Comment « Mein Kampf » a été retraduit en français
En s'attaquant à un texte "abominablement mal écrit", un comité d'experts a transposé le manifeste de celui qui n'était pas encore le Führer

Retraduire Mein Kampf d’Adolf Hitler en français a supposé de s’attaquer avec minutie à un texte « abominablement mal écrit » selon le traducteur Olivier Mannoni, qui a confronté chaque phrase à d’autres spécialistes du nazisme.
Le manifeste de celui qui n’était pas encore le Führer, publié en deux tomes en 1925 et 1926, est réputé une lecture difficile, sinon assommante. « Un fatras presque illisible », jugeait en 1930 l’un des premiers français à l’avoir lu, l’écrivain Marcel Ray.
Or, la seule traduction intégrale disponible jusqu’ici, Mon combat (Nouvelles Editions latines, 1934), témoigne que « la règle absolue à l’époque était d’écrire en bon français et donc de gommer les aspérités du texte », a expliqué M. Mannoni lors d’une conférence de presse mercredi.
Les défauts de Mein Kampf ? « Syntaxe douteuse, phrases interminables et répétitives, accumulation d’adverbes, d’adjectifs, de conjonctions et de particules illocutoires » (des mots superflus à la compréhension fréquents à l’oral). Le traducteur résume : « un texte confus, hypnotique par sa confusion même, et assénant, de manière sommaire, les vérités simplistes et mensongères de son auteur ».

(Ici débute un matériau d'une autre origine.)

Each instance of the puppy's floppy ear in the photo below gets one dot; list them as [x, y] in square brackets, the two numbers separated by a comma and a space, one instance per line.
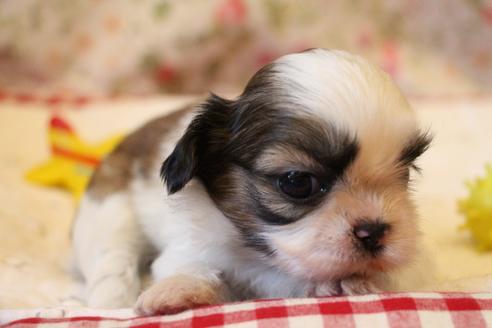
[200, 146]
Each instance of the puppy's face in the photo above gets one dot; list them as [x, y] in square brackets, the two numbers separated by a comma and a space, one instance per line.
[311, 164]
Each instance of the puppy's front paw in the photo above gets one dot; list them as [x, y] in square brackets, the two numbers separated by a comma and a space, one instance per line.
[179, 293]
[353, 285]
[358, 285]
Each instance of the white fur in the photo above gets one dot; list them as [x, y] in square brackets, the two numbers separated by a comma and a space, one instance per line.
[193, 237]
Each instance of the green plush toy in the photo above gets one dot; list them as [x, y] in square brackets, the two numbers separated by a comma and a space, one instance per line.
[477, 209]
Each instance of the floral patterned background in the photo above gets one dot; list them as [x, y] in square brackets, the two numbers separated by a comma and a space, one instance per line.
[112, 47]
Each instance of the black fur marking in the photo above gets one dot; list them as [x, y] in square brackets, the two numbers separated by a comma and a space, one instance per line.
[199, 145]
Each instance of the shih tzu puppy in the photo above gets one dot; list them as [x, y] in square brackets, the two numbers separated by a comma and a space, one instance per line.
[299, 187]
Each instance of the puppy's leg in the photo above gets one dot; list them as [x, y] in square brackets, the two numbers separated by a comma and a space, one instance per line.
[191, 285]
[107, 244]
[353, 285]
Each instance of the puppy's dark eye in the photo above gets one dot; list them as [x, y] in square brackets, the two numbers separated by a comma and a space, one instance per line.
[299, 185]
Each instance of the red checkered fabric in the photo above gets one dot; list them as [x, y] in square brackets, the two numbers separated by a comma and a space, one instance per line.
[375, 310]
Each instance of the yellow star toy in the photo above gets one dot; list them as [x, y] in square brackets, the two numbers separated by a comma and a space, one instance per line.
[73, 161]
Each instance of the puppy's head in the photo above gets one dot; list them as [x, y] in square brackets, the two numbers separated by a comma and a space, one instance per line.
[311, 164]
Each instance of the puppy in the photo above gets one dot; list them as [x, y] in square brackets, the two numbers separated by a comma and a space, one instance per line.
[297, 188]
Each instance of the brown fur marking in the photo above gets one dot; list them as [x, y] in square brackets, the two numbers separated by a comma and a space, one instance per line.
[115, 172]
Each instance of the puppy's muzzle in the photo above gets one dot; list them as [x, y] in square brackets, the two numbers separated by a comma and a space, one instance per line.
[370, 235]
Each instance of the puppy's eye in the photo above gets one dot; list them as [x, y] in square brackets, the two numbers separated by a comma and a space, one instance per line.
[299, 185]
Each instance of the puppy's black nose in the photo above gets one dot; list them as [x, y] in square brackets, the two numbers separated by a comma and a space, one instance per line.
[370, 235]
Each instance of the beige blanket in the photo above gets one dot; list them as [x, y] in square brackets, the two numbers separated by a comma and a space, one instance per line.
[35, 221]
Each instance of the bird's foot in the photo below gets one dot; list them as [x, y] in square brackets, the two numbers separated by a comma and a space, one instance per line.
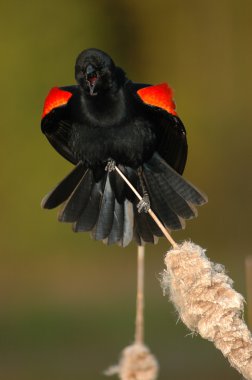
[110, 167]
[144, 204]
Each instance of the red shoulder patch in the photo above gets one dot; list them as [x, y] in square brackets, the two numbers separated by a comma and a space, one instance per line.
[160, 96]
[54, 99]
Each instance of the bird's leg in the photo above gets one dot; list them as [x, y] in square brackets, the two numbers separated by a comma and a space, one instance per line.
[110, 166]
[144, 204]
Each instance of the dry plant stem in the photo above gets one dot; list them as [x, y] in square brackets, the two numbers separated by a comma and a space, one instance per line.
[139, 334]
[151, 213]
[204, 297]
[248, 266]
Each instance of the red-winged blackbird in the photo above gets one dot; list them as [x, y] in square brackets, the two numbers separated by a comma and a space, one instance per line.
[106, 119]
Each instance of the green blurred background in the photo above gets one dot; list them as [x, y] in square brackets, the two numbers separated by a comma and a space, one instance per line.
[67, 303]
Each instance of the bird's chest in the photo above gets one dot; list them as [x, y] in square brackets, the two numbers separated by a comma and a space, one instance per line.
[130, 142]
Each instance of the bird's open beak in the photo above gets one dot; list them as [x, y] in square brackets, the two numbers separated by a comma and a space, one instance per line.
[91, 79]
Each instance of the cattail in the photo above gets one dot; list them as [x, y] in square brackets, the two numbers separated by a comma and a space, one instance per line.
[206, 302]
[203, 295]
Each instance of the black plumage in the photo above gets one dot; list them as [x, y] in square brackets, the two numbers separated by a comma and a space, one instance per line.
[104, 118]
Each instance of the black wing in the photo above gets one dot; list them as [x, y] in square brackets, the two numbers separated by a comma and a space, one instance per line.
[56, 122]
[172, 142]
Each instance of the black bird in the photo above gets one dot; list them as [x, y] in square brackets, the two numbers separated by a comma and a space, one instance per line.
[106, 119]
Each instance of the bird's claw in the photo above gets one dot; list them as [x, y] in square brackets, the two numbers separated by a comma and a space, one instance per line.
[110, 167]
[144, 204]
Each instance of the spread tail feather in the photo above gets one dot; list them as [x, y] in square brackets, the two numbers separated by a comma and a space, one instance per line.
[172, 197]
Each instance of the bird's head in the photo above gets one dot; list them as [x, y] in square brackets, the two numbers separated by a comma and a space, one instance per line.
[96, 72]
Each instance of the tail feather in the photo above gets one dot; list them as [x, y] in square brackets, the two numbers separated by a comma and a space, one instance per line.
[64, 189]
[118, 184]
[90, 213]
[106, 214]
[176, 182]
[142, 227]
[116, 233]
[160, 206]
[78, 199]
[169, 195]
[127, 223]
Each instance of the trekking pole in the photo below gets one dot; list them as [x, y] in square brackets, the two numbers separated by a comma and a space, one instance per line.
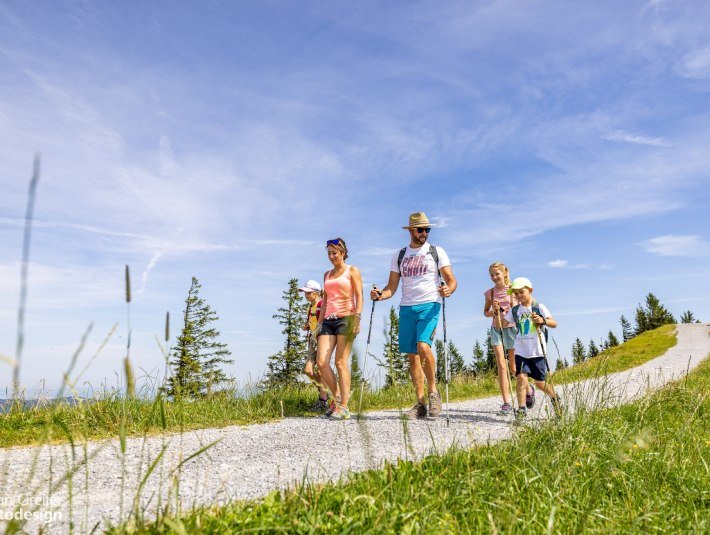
[513, 394]
[446, 360]
[364, 360]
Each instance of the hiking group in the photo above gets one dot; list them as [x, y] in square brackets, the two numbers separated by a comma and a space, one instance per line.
[518, 329]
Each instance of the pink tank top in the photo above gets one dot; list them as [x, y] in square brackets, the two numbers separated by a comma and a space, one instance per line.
[339, 295]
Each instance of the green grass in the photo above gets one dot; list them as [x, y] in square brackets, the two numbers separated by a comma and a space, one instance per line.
[101, 418]
[640, 468]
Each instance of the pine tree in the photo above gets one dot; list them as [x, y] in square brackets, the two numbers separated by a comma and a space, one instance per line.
[579, 355]
[355, 370]
[456, 364]
[612, 340]
[627, 333]
[395, 362]
[652, 316]
[198, 354]
[593, 349]
[478, 361]
[285, 366]
[688, 317]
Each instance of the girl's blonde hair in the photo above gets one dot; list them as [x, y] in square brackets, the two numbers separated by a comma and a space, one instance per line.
[503, 268]
[338, 243]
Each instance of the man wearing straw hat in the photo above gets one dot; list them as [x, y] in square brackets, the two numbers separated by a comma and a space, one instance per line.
[420, 266]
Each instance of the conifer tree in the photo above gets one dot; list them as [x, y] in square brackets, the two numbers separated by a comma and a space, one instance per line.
[457, 366]
[198, 354]
[593, 349]
[688, 317]
[627, 333]
[355, 370]
[579, 355]
[285, 367]
[393, 360]
[612, 340]
[478, 362]
[652, 316]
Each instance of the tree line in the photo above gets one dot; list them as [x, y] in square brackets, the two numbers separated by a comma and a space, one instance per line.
[198, 355]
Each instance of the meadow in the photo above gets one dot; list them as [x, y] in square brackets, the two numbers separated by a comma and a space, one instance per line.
[111, 413]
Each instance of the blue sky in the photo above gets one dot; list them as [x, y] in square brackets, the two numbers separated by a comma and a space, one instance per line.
[229, 140]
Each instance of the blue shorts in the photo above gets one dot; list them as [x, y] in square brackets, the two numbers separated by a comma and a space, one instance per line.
[535, 367]
[508, 341]
[417, 323]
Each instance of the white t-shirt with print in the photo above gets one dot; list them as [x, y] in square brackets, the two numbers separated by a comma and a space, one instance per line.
[527, 343]
[419, 274]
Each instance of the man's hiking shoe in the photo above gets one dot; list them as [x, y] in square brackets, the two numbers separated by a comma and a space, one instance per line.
[340, 414]
[321, 405]
[530, 398]
[418, 411]
[557, 406]
[434, 405]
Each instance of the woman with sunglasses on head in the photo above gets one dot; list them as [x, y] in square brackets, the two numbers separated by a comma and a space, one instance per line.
[339, 324]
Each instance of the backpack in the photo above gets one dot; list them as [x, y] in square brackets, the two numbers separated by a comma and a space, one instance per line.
[432, 252]
[536, 310]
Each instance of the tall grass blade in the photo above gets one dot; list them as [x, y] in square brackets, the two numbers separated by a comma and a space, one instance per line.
[26, 240]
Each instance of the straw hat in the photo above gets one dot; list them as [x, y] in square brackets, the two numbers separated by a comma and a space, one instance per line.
[418, 219]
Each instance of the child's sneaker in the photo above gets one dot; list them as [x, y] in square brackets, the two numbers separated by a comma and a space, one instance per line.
[418, 411]
[530, 398]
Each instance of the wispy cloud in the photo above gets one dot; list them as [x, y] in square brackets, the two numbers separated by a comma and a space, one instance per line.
[690, 246]
[620, 135]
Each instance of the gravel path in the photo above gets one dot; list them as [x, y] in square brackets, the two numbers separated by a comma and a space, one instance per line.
[249, 461]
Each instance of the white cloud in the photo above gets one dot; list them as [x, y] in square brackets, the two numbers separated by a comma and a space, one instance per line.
[691, 246]
[559, 263]
[620, 135]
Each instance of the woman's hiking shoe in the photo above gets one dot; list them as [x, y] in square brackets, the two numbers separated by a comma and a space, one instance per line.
[340, 414]
[418, 411]
[530, 398]
[434, 404]
[332, 405]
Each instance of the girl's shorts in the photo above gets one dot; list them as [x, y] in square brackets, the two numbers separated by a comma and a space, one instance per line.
[508, 341]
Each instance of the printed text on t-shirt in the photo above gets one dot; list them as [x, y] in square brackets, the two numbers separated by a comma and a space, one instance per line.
[413, 266]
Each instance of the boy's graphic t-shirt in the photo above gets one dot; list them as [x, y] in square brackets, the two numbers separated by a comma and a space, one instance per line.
[419, 275]
[527, 342]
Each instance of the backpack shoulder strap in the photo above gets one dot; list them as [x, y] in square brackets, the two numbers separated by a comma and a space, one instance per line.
[399, 259]
[515, 314]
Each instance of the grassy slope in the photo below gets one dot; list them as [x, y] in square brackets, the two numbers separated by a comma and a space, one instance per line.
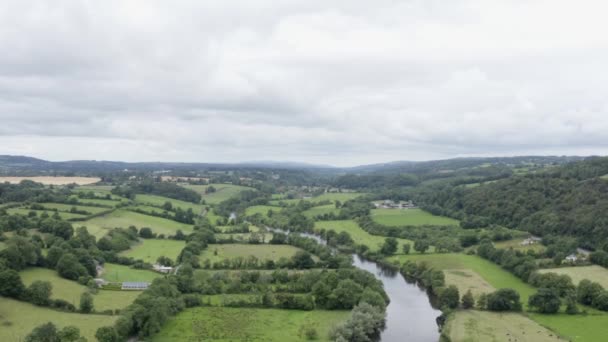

« On a tâché de transposer, et non de traduire », déclare à l’AFP Christian Ingrao, historien du CNRS, membre du comité d’experts composé par les éditions Fayard pour Historiciser le mal, une édition critique de Mein Kampf, dirigé par Florent Brayard.
« Phrase par phrase »
M. Ingrao raconte que lors d’un processus de cinq années, un premier texte d’Olivier Mannoni a été « revu phrase par phrase », notamment lors de « conférences de consensus ».
Ces réunions comparaient, pour les mots ou expressions les plus complexes à traduire, le texte original, la traduction de 1934, la traduction anglaise, la proposition de M. Mannoni, et des propositions de ses collègues.
Mercredi, le traducteur évoquait auprès des journalistes « un travail de déconstruction radical de mon premier texte, pour en revenir non pas à un calque du texte allemand, mais à un texte présentant la totalité des caractéristiques de l’original, y compris ses défauts les plus criants ».
« Pour un traducteur cela revient à peu près à demander à un chirurgien de rendre un patient dans l’état où il l’a accueilli », soulignait-il. Il s’est attelé à « rendre le texte à son état d’origine : surchargé, confus, répétitif, parfois même obsessionnel ».
D’après Olivier Baisez, autre historien collaborateur à cette édition, « Olivier Mannoni a eu le mérite de reprendre tout son texte en le gauchissant, sans chercher à le rendre fluide, en conservant les côtés les plus pénibles ».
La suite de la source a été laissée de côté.